How to encrypt your cloud storage for free

By Brad Chacos, PC World |  Storage, cloud storage, encryption

Now, click on the New icon. The installation wizard will pop back up. This time, create another encrypted folder for a different cloud service or offline folder than you did originally. For example, I created an encrypted folder in my Dropbox account to complement the BoxCryptor folder I'd already created in my SkyDrive one. Finish up the creation process as you did before, creating a password and selecting a virtual drive designation. Advanced options will pop up during the process, but you don't have to worry about those unless you're curious about the software's niche uses. Bonus: You don't have to reboot the second (or third, or fourth, or...x) time you create a BoxCryptor folder.

When you're done, a BoxCryptor.bc folder appears in the new location, and a BoxCryptor virtual drive appears on your computer, just as before. Utilize this second encrypted folder the same way you did your first one, by adding and removing files via the virtual drive, not the BoxCryptor.bc folder itself.

But what if you need to access or add a file in the encrypted folder you created the first time around? That virtual drive--but not the folder itself--disappeared when you removed it from the BoxCryptor list to create your second encrypted folder. Fear not: It's easy to connect back to your previously created BoxCryptor folders.

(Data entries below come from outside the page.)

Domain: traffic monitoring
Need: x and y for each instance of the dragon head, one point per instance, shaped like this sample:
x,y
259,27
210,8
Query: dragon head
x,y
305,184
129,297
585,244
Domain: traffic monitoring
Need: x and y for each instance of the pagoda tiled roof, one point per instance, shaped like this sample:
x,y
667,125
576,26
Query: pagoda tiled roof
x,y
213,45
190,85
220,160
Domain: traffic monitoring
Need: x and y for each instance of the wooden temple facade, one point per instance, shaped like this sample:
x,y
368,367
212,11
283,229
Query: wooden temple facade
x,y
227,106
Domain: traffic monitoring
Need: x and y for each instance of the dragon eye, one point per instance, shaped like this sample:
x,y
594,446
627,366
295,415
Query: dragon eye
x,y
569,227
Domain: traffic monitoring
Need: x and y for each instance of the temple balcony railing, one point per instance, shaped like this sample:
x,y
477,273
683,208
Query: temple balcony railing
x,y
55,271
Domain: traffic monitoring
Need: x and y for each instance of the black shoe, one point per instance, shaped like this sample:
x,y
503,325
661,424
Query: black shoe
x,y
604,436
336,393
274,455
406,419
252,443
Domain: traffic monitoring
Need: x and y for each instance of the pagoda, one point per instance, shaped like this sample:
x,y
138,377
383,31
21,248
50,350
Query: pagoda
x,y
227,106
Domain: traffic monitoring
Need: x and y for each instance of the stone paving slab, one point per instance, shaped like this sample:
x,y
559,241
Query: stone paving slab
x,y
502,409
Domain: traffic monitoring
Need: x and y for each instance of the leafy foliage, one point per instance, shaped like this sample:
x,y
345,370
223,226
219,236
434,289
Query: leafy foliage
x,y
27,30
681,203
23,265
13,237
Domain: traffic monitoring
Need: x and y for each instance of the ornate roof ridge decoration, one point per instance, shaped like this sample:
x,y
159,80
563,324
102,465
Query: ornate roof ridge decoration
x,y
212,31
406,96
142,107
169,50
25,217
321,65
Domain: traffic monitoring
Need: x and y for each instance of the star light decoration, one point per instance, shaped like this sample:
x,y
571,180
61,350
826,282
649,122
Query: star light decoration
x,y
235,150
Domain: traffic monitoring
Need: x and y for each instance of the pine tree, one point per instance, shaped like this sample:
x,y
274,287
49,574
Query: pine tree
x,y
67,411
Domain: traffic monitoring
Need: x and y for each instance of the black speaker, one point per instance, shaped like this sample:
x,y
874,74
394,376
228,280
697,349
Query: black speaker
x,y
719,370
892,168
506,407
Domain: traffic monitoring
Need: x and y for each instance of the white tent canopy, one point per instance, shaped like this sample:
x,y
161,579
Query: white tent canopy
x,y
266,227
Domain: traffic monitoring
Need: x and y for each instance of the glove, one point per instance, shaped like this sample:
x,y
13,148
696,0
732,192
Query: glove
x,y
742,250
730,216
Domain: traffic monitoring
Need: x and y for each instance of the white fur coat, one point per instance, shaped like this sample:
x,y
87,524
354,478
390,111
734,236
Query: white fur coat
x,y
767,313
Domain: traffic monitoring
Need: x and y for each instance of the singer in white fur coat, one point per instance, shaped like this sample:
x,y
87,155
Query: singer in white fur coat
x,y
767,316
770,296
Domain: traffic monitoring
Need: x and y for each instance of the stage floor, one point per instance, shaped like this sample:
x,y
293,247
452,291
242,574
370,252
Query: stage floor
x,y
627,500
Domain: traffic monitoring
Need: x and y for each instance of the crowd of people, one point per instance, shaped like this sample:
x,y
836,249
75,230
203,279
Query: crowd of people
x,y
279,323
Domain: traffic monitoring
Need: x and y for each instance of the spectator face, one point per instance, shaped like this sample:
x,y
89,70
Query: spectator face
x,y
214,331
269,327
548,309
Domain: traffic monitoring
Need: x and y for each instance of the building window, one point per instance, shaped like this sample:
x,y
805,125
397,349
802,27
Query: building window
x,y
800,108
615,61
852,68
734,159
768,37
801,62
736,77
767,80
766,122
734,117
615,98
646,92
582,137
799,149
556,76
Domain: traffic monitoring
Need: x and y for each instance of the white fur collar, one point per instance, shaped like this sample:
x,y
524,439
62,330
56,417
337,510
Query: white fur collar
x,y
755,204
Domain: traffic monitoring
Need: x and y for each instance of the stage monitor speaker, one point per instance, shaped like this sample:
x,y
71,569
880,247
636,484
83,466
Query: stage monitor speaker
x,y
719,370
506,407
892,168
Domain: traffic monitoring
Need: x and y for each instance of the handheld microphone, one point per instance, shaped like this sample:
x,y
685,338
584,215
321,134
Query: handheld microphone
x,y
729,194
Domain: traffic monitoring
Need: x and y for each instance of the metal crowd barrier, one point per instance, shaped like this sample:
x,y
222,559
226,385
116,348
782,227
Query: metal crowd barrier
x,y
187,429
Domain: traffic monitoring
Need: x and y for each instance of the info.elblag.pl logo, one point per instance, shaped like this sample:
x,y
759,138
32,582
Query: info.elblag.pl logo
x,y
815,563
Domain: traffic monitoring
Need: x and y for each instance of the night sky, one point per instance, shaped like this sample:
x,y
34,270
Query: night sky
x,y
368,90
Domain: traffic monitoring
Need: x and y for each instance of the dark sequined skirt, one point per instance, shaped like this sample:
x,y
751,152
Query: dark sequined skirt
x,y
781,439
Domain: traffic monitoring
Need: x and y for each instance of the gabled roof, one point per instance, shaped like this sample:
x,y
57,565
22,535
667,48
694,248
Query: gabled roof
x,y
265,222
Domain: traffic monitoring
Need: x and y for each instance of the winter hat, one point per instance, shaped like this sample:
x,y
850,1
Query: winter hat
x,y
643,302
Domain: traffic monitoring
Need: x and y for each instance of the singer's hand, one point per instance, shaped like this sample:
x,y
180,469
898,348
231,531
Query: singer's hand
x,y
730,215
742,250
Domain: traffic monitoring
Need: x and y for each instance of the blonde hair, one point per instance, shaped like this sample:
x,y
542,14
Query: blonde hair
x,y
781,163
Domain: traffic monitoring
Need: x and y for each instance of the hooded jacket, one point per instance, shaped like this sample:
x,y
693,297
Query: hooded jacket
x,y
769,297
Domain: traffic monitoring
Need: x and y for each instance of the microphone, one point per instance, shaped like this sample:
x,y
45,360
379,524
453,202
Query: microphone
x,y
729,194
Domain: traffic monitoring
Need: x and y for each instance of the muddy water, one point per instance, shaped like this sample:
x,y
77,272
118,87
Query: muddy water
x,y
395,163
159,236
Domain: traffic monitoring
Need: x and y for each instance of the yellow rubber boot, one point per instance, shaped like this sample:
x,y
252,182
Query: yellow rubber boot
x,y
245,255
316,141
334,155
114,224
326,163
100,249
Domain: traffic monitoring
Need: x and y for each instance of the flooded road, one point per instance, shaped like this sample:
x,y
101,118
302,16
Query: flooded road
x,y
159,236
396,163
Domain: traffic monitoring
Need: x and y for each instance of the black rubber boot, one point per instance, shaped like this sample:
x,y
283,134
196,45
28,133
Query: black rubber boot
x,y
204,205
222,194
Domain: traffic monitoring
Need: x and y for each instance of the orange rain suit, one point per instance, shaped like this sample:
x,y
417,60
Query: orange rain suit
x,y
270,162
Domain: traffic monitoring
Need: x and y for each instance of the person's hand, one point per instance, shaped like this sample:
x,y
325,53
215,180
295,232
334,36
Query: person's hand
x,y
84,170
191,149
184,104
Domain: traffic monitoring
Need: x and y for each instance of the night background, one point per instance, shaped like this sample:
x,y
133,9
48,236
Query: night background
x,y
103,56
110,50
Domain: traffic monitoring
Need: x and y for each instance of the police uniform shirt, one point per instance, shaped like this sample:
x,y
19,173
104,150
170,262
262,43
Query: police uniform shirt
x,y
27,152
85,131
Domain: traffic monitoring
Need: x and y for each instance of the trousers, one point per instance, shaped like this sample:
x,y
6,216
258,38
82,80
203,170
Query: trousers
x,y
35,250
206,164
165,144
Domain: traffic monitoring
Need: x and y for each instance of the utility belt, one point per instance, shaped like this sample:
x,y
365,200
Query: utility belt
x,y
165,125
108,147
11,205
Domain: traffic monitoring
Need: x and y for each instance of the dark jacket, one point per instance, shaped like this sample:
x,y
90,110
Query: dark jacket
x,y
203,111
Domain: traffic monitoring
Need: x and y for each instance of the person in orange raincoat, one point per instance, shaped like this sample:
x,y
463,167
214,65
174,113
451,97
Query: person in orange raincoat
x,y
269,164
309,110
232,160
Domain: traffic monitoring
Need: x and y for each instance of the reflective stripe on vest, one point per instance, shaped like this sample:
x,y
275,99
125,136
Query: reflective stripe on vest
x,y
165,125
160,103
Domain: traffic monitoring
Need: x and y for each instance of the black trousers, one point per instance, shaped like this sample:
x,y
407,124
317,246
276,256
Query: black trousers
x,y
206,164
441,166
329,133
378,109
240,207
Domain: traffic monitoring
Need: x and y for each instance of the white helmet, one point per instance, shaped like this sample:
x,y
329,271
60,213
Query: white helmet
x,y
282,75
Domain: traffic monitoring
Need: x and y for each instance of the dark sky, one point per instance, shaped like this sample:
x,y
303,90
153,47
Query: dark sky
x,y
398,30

First, Remove your current virtual drive in the Advanced Mode as you did before, but this time, click Add rather than New when you're done. You'll be asked to choose the location of a BoxCryptor folder; select your originally created BoxCryptor.bc destination. (In SkyDrive, in my case.) Next, choose a letter for the virtual drive you're creating, ignore the advanced options, and enter your password for the encrypted folder when prompted. Bam! A virtual drive connected to your original BoxCryptor folder appears on your computer, allowing you to encrypt and decrypt your files to your heart's content.

Deselecting and reactivating virtual drives in order to jump between multiple encrypted folders gets the job done, but running through the reactivation process over and over again gets very tedious if you bounce between multiple services on a regular basis. If you want to maintain several encrypted folders and plan on using them often, I highly recommend upgrading to the $40 Unlimited Personal license--both to cut back on the headache and to support the developers of this excellent piece of software.